Pourquoi avoir mis tant de temps à le sortir après le premier album ?Après mon premier album, nous avons beaucoup tourné ma femme et moi en duo flamenco "Guadalquivir" musique et danse. J'ai composé des musiques pour des courts métrages et documentaires et tenté plusieurs concours de composition que j'ai remportés. En 2000, j'ai composé et édité 15 oeuvres pour guitare solo aux Productions d'Oz et je les ai enregistrées en 2003 dans mon album de guitare "Rien qu'un instant". J'ai aussi composé les musiques de plusieurs chansons pour Lauren pour notamment son dernier album "Sans compter"qui est sorti en 2010. Tout ça m'a permis de prendre un peu de distance, de renouveler mon inspiration dans mon Flamenco et de revenir plein d'entrain pour ce nouvel album.
Avez-vous déjà accompagné le chant ? Le chant ne vous a-t-il pas manqué dans le duo Guadalquivir ? Comment fonctionniez-vous sans le cante qui est tellement indispensable à cet art ? Est-ce un choix ou une contrainte de ne pas avoir inclus le cante ?Lors de mes nombreux séjours en Andalousie, j’ai eu plusieurs fois l’occasion d’accompagner le cante dans des peñas flamencas, mais je me suis surpris plus ému à l’écouter qu’à l’accompagner. Je suis aussi compositeur de musique pour les images et très cinéphile et j’ai donc naturellement considéré la danse comme un film qui se déroulait devant mes yeux. J’ai un style musical plutôt mélodique et imagé et la danse se créait à partir de mes thèmes.
Y aura-t-il une présentation de votre album sur scène, une tournée ?L’album est annoncé dans les médias : j’ai fait des interviews dans la presse régionale, mon producteur s’occupe du national et de l’international, et grâce à des sites comme le vôtre je le fais connaître aux aficionados.

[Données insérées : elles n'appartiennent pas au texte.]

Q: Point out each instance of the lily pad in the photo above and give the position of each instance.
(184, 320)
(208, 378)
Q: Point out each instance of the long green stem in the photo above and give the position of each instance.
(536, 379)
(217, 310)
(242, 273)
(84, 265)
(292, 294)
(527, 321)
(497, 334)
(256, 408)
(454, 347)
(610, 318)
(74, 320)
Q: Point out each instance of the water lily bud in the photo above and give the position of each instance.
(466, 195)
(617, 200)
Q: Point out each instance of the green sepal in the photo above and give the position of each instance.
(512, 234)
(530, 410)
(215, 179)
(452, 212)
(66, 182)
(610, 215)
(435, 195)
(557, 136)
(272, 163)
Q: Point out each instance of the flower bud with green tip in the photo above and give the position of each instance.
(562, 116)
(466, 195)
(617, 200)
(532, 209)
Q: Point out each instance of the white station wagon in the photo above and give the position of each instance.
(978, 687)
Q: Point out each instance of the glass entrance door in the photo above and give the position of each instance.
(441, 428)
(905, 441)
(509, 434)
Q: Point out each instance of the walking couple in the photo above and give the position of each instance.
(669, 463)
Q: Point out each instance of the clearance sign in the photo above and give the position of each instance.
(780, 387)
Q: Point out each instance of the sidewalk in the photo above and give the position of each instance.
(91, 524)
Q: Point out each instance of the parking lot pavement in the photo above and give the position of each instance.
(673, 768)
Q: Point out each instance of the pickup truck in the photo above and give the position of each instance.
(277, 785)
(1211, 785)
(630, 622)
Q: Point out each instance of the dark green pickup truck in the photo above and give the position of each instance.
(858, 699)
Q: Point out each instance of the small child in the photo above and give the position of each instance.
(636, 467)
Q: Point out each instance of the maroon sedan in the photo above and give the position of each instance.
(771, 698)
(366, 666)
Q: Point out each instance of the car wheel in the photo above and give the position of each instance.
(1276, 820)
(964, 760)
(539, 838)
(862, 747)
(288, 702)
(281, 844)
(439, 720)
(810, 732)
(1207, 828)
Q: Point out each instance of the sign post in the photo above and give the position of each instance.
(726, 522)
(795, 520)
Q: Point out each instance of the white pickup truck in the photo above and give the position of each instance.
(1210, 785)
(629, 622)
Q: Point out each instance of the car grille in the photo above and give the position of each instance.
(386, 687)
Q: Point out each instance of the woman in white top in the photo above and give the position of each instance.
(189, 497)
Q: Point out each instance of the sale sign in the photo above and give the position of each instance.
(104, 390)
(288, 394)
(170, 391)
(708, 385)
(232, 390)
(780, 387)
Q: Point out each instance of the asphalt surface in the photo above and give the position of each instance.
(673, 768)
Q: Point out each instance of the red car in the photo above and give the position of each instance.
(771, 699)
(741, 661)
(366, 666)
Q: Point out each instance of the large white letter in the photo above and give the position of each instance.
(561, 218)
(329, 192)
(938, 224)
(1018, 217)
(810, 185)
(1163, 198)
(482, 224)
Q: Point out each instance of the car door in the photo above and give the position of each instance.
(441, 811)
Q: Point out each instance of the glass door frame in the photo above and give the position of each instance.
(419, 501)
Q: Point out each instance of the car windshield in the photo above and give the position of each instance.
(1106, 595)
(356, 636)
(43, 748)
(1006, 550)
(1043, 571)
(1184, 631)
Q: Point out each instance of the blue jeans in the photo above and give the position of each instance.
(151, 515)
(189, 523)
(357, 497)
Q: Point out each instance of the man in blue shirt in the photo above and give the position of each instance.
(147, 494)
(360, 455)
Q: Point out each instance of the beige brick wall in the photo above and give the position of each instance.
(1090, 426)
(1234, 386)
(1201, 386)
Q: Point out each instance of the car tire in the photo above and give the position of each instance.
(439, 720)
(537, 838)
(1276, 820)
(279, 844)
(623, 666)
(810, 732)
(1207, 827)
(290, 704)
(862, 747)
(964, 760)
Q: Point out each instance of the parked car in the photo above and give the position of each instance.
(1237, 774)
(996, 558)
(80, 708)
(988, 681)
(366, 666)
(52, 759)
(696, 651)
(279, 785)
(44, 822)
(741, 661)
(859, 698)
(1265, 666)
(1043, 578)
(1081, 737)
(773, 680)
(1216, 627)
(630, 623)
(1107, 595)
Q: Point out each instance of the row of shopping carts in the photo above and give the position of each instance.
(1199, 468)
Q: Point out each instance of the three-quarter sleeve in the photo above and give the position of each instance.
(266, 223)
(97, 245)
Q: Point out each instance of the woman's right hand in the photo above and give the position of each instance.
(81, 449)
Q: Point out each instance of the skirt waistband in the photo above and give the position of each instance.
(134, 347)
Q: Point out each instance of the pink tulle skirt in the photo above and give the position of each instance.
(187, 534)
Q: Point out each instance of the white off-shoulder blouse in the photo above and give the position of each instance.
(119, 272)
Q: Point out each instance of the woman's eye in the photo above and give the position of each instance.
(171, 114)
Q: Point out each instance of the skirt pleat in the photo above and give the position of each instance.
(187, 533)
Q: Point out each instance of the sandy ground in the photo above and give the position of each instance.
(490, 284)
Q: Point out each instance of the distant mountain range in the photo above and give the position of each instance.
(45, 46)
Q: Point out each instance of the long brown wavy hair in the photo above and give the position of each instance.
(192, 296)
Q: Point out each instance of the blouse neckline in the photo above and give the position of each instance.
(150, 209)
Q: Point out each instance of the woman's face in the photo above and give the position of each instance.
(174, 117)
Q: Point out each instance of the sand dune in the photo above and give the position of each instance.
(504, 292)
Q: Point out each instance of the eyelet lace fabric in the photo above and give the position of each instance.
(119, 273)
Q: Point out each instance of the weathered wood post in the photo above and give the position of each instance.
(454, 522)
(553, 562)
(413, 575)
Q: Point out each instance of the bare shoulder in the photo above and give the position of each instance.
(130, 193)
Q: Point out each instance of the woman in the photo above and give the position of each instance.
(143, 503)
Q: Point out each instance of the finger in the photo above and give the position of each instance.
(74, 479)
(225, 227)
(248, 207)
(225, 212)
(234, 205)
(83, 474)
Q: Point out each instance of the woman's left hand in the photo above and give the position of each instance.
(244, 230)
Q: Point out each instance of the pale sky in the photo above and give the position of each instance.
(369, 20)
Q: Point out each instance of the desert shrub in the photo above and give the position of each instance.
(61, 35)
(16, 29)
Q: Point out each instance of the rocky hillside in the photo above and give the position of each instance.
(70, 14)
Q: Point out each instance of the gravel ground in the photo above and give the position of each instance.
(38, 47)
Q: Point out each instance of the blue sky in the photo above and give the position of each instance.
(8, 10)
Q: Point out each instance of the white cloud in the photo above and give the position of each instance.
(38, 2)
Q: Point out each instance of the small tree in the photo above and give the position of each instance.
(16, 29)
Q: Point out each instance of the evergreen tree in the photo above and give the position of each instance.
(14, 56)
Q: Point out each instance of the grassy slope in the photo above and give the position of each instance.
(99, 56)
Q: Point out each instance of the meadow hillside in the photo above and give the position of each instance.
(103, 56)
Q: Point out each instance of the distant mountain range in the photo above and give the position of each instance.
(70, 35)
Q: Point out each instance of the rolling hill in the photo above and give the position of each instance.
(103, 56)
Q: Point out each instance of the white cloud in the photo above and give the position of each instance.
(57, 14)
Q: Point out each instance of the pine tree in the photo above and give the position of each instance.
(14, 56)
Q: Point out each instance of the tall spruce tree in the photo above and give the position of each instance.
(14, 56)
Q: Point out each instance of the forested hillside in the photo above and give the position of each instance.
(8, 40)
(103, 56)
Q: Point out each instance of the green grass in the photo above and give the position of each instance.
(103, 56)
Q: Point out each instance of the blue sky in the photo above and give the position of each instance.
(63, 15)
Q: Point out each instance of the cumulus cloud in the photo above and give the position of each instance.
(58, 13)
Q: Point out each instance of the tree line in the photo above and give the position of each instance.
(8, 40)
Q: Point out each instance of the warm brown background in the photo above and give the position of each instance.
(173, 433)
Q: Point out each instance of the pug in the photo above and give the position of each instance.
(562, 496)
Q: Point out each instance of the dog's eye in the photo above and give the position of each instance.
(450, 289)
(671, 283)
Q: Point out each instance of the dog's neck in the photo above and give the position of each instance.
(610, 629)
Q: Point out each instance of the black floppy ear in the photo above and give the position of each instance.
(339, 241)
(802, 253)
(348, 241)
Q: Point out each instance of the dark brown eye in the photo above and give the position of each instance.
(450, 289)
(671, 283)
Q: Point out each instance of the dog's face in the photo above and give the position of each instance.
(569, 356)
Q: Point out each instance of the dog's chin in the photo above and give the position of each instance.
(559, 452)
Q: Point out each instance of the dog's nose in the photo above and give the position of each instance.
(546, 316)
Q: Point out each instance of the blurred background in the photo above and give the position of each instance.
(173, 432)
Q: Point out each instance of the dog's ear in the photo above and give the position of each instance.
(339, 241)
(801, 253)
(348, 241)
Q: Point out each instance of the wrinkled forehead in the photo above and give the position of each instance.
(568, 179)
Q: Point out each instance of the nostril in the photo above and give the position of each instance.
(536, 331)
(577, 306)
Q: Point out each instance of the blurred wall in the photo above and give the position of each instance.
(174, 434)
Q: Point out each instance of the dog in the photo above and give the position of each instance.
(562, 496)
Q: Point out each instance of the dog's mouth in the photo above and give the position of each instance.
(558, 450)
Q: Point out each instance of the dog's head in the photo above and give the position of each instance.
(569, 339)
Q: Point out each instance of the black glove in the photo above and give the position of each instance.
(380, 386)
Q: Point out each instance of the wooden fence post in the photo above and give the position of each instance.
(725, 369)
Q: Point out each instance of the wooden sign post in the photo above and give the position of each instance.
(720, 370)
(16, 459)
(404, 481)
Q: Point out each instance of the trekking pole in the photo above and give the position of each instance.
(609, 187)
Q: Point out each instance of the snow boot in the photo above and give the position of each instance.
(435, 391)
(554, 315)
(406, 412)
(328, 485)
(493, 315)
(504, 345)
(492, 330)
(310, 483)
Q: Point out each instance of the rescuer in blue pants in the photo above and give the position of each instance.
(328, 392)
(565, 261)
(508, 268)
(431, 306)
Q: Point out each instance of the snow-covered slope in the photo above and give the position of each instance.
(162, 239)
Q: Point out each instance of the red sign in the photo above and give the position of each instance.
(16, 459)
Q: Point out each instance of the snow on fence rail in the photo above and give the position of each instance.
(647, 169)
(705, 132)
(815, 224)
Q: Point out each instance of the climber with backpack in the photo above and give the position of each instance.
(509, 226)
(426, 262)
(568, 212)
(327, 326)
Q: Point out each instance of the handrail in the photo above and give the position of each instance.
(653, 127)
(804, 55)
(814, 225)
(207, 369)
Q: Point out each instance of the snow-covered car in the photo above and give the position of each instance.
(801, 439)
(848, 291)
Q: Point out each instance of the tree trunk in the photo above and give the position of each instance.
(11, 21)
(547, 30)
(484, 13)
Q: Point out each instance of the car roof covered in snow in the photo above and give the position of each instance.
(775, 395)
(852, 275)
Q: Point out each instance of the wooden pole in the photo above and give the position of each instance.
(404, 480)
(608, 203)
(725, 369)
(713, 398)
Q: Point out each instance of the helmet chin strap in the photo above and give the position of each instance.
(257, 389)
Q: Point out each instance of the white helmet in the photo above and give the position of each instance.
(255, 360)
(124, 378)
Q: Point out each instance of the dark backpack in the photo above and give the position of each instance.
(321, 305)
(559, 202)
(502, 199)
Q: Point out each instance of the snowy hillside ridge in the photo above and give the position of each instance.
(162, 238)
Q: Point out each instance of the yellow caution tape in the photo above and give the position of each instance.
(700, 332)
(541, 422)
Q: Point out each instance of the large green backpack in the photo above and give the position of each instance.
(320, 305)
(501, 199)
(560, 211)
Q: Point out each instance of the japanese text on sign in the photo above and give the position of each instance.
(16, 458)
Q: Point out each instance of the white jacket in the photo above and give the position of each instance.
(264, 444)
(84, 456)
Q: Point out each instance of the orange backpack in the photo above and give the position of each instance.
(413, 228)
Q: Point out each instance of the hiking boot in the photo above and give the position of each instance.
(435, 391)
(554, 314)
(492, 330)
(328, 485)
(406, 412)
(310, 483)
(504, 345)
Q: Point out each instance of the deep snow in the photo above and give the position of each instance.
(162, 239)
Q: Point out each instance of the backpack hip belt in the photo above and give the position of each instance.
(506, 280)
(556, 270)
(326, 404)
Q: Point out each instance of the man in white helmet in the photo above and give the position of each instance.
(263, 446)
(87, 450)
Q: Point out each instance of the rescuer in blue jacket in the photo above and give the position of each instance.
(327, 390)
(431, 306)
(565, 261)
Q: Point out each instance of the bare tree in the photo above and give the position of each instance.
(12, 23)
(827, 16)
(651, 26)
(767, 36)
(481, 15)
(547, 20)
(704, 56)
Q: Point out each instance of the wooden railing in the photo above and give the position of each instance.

Sur scène, j’ai créé un autre concept que celui de concert de guitare flamenca : j’ai développé un spectacle personnel autour du flamenco (anecdotes, participation du public, humour), avec des ouvertures vers d’autres univers (comme la magie, que je pratique depuis l’enfance). J’y joue aussi d’autres instruments en plus de la guitare (charango, cuatro, timple canarien…), d’où le titre « André Charbonneau joue et raconte le flamenco… et bien plus encore ! »
Où peut-on se procurer votre album ?L’album est disponible chez tous les disquaires : FNAC, Virgin, Espace culturel Leclerc, Boutique Harmonia Mundi, Chapitre, … ainsi qu’en téléchargement sur le Net. Il est distribué en Europe, aux USA, au Canada, au Japon, à Taiwan et Hong-Kong.